Execute a Python snippet inside the VM. Returns stdout.

result = computer.python("print(1 + 1)")
print(result)   # "2"

# Multi-line
code = """
import json, sys
data = {"status": "ok"}
print(json.dumps(data))
"""
output = computer.python(code)

`write_file(path, content)`

Write a file into the VM’s filesystem. content can be a string or bytes.

computer.write_file("/home/user/script.py", "print('hello')")
computer.bash("python3 /home/user/script.py")

`read_file(path)`

Read a file from the VM’s filesystem. Returns the content as a string.

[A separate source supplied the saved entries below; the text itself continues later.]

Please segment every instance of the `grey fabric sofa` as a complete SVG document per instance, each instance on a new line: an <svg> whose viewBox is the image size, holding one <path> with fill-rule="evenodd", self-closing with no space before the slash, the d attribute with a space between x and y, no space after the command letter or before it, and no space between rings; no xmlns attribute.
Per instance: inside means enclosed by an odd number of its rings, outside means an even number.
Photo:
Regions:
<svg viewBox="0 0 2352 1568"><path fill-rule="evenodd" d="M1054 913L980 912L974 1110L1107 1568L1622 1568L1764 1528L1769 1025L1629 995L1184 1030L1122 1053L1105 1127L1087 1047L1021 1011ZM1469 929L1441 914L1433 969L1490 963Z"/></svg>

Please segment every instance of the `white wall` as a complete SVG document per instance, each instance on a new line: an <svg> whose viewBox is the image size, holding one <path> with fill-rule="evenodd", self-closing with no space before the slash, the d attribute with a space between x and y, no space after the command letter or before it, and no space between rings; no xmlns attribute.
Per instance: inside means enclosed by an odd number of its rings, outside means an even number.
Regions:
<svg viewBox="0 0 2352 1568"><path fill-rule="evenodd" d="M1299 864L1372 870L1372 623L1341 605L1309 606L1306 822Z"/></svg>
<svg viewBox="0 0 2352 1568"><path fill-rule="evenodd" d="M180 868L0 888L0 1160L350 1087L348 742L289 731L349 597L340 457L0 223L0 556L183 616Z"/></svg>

content = computer.read_file("/home/user/.bashrc")
print(content)

Agent reasoning loop

At the application level, an agent drives the computer through a perception-action cycle:

Full agent loop example

import anthropic, os
from miosa import Miosa

miosa_client  = Miosa(api_key=os.environ["MIOSA_API_KEY"])
claude_client = anthropic.Anthropic()

computer = miosa_client.computers.create(
    name="browser-agent",
    template="miosa-desktop",
    size="small",
)
computer.start()

# Open the browser
computer.launch("firefox")

# Agent loop
for _ in range(10):
    b64 = computer.screenshot_base64()

    response = claude_client.messages.create(
        model="claude-opus-4-5",
        max_tokens=1024,
        messages=[{
            "role": "user",
            "content": [
                {"type": "image", "source": {"type": "base64", "media_type": "image/png", "data": b64}},
                {"type": "text", "text": "Navigate to miosa.ai and take a screenshot of the homepage."},
            ],
        }],
    )

    # Parse action from response and dispatch
    text = response.content[0].text
    if "left_click" in text:
        # extract x, y from model output and act
        computer.left_click(500, 500)
    elif "type" in text:
        computer.type("https://miosa.ai\n")

computer.stop()

Latency reference

Desktop methods run synchronously over authenticated HTTP RPC. Typical round-trip from MIOSA edge:

Method type	Typical latency
Click, key, scroll, type	30–80 ms
Screenshot	100–300 ms (compression-bound)
Window list	50–100 ms
`bash()` / `python()`	50 ms + command execution time

For high-frequency agent loops, prefer bash() for multi-step operations over many individual GUI calls.

Authentication

All desktop methods require the same workspace API key as every other MIOSA resource. Call them server-side. For browser-side direct control (computer-use models running in the browser), mint a scoped token — see Browser Tokens.